The document filed late yesterday goes through the record industry's latest legal brief with a fine-toothed comb, pointing out what Napster attorneys say are numerous legal errors.

At the core of Napster's final argument is the contention that the big record labels are frightened of the company's power and are trying to take over the technology before it can hurt them.

"This case is about whether plaintiffs can use their control over music copyrights to achieve control over Napster's decentralized technology and prevent it from transforming the Internet in ways that might undermine their present chokehold on music promotion and distribution," the brief says.

Most of the legal ground traveled by both sides during the past few weeks has been familiar. The two sides are facing off in the 9th U.S. Circuit Court of Appeals in San Francisco, where Napster is seeking to overturn a lower-court decision that threatens to shut down the company.

The Recording Industry Association of America (RIAA) submitted a brief late last week, largely supporting a district court's July decision. In that ruling, U.S. District Judge Marilyn Hall Patel accepted little of Napster's legal reasoning and ordered the company to block any major-label songs from being traded using its service.

"The fact is, the law is on our side," RIAA chief executive Hilary Rosen said last week. "We are not suing a technology. We are suing a company that is stealing work that does not belong to them."

Much of the real legal show during the past few weeks has come from outside organizations, which have filed a growing stack of "friend of the court" briefs on both sides of the case.

Late last week, the Justice Department and the U.S. Copyright Office joined forces to denounce a key part of Napster's legal defense, in which the company contends that copyright law protects consumers' ability to download and share songs online for free.

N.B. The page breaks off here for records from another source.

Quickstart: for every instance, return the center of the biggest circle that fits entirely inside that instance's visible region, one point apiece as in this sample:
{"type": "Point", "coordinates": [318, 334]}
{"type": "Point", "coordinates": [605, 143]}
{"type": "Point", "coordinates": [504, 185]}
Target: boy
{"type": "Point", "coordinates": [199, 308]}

That argument would allow Napster aficionados to "engage in digital copying and public distribution of copyrighted works on a scale beggaring anything Congress could have imagined when it enacted the (Digital Millennium Copyright) Act," the agencies wrote in their brief.

Several weeks earlier, several powerful technology trade associations filed their own "friend of the court" briefs criticizing individual pieces of Patel's ruling, saying the decision could set precedents that hinder the spread of new technologies. But they stopped short of explicitly supporting Napster's position.

In its brief yesterday, Napster again outlined what it says is copyright law that protects free downloading of songs online. The RIAA's interpretation of this law would "create results so absurd that no Congress should be assumed to have intended them," the brief said.

The company again took shelter under earlier legal decisions that protected the right of the Sony Betamax VCR to exist even though it had the ability to duplicate copyrighted movies. That decision allows the use of new technologies if they have the capability of a substantial use that does not involve infringing copyrights, the lawyers said.

In her original decision, Patel said that Napster should remove major-label content that is clearly copyrighted, but it could keep any other services it maintained, such as chat rooms or its new artist program. Napster attorneys, however, say that the two functions can't be separated.

The industry's real intentions have been exposed by the major labels' refusals to settle the case, Court: Shut down Napster the company's attorneys add.

"The recording industry is attempting in this case to try to maintain control over music distribution," Napster attorney David Boies said in a statement. "By repeatedly refusing Napster's offers of a reasonable license and opposing a compulsory license, they have demonstrated that they are not seeking to be appropriately compensated, but rather to kill or control a technology they view as competition."

The two sides are scheduled to meet in court the first week of October.